4.8        Minimum Performance Standard: Participants whose personal performance is rated as “Unacceptable” as part of the Zebra Technologies Corporation Annual Performance Management Review process shall not be eligible to receive an award under this Plan, including any bonus resulting from the achievement of Financial Performance Goals and / or Individual Performance Goals.

 

SECTION 5 – PAYMENT OF BONUS AWARDS

5.1        Form and Timing of Payment: Payment of Bonus Awards shall be made in cash, subject to applicable payroll tax and benefit plan withholdings, as soon as administratively feasible after the end of the Plan Year following the final determination of the fiscal year’s financial results.
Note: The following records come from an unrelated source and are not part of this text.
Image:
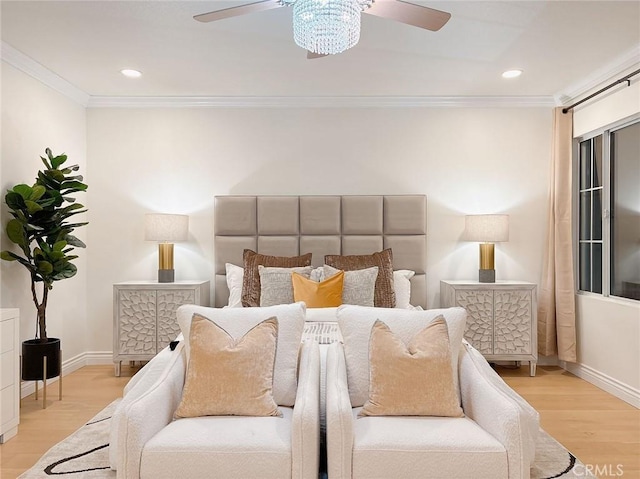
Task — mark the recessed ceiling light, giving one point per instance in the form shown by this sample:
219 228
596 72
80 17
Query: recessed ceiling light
131 73
512 74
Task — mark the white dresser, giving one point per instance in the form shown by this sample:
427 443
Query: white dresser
502 318
144 316
9 373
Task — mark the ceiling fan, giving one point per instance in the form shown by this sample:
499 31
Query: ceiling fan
326 27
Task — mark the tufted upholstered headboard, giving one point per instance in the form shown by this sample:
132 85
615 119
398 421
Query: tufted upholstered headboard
293 225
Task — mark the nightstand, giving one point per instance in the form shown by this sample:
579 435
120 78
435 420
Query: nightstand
501 318
144 316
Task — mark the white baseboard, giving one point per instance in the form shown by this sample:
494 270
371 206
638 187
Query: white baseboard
548 361
90 358
619 389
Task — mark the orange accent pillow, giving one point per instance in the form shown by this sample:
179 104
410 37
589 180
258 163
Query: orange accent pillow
323 294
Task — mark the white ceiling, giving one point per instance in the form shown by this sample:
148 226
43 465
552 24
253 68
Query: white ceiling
558 44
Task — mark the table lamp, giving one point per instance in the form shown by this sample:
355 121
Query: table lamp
488 229
166 229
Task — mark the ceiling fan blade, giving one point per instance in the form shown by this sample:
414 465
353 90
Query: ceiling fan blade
311 55
409 13
239 10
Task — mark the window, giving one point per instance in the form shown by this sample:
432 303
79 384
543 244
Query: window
609 212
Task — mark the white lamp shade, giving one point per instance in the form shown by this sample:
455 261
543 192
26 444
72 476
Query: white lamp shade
166 228
486 228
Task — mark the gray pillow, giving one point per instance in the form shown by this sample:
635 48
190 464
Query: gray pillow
276 286
359 285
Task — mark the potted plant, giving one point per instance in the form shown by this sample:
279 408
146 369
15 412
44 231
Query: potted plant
41 228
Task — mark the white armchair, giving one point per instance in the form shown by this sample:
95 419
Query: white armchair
152 445
494 440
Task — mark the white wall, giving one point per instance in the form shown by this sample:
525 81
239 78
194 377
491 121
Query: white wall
35 117
608 329
176 160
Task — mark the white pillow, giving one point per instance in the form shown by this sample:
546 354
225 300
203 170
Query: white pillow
356 322
276 286
402 287
235 274
237 322
321 315
359 285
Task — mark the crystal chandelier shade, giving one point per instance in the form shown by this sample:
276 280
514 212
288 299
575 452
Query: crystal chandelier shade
327 26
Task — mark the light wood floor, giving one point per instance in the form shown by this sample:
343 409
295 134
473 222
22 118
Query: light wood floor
598 428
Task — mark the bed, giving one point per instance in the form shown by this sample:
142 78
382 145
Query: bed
321 225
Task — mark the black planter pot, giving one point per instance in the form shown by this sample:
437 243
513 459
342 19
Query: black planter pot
33 352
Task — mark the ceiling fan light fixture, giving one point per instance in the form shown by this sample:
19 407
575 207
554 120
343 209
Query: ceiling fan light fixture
512 73
131 73
326 26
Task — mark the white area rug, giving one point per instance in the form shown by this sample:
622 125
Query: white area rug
85 454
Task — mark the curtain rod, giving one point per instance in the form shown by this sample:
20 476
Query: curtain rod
625 79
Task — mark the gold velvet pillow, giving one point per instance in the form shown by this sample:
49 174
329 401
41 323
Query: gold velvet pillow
227 376
384 295
251 279
323 294
412 380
SECTION 6 – TERMINATION OF EMPLOYMENT

6.1        Termination of Employment Due to Voluntary Resignation: In the event a Participant’s employment is terminated due to voluntary resignation prior to the end of the Plan Year, the Participant shall not be entitled to an award for the Plan Year in which the termination occurs.

6.2        Termination of Employment for Cause: In the event a Participant’s employment is terminated for Cause prior to the end of the Plan Year, the Participant shall not be entitled to an award for the Plan Year in which the termination occurs.

6.3        Termination of Employment Due to Death: In the event a Participant’s employment is terminated by reason of death, the Bonus Award shall be calculated on a prorated basis.

6.4        Termination of Employment for Reasons Other Than Voluntary Resignation, Cause, or Death: In the event a Participant’s employment is terminated for reasons other than voluntary resignation, Cause or death prior to the end of the Plan Year, a prorated Bonus Award may be paid in the sole discretion of the Vice President, Human Resources.

 

SECTION 7 – RIGHTS OF PARTICIPANTS

7.1        Employment: Nothing in this Plan shall interfere with or limit in any way the right of the Company to terminate or change a Participant’s employment at any time, nor confer upon any Participant any right to continue in the employ of the Company. Nothing herein contained shall limit or affect in any manner or degree the normal and usual powers of management, exercised by the officers and the Board of Directors of the Company to change the duties or the character of employment of any Associate or to remove the individual from the employment of the Company at any time, all of which rights and powers are expressly reserved by the Company.

 

SECTION 8 – ADMINISTRATION

8.1        Administration: This Plan shall be administered by the Vice President, Human Resources in accordance with the provisions contained herein; subject to the direction and approval of the Committee with respect to matters relating to any Section 16 Officers of the Company.

8.2        Questions of Construction and Interpretation: The determination of the Vice President, Human Resources in construing or interpreting this Plan or making any decision with respect to the Plan shall be final, binding, and conclusive upon all persons. The Vice President, Human Resources’ interpretative responsibility shall include any and all definitions in the Plan, including, but not limited to, interpretations of Cause.

8.3        Amendments: The Company, in its absolute discretion, without notice, at any time and from time to time, may modify or amend, in whole or in part, any or all of the provisions of this Plan, or suspend or terminate it entirely; provided, however, that no such modification, amendment, suspension, or termination, may without the consent of the Participant (or the Participant’s beneficiary in the case of death) reduce after the end of the Plan Year the right of a Participant (or the Participant’s beneficiary as the case may be) to a payment or distribution in accordance with the provisions contained in this Plan.

8.4        Governing Law: This Plan shall be construed in accordance with, and governed by, the laws of the State of Illinois without giving effect to conflicts of laws principles.

8.5        Committee Authority: Notwithstanding anything herein to the contrary, any and all determinations or actions to be taken with respect to the Plan that relate to a Section 16 Officer of the Company shall be determined or taken by the Committee.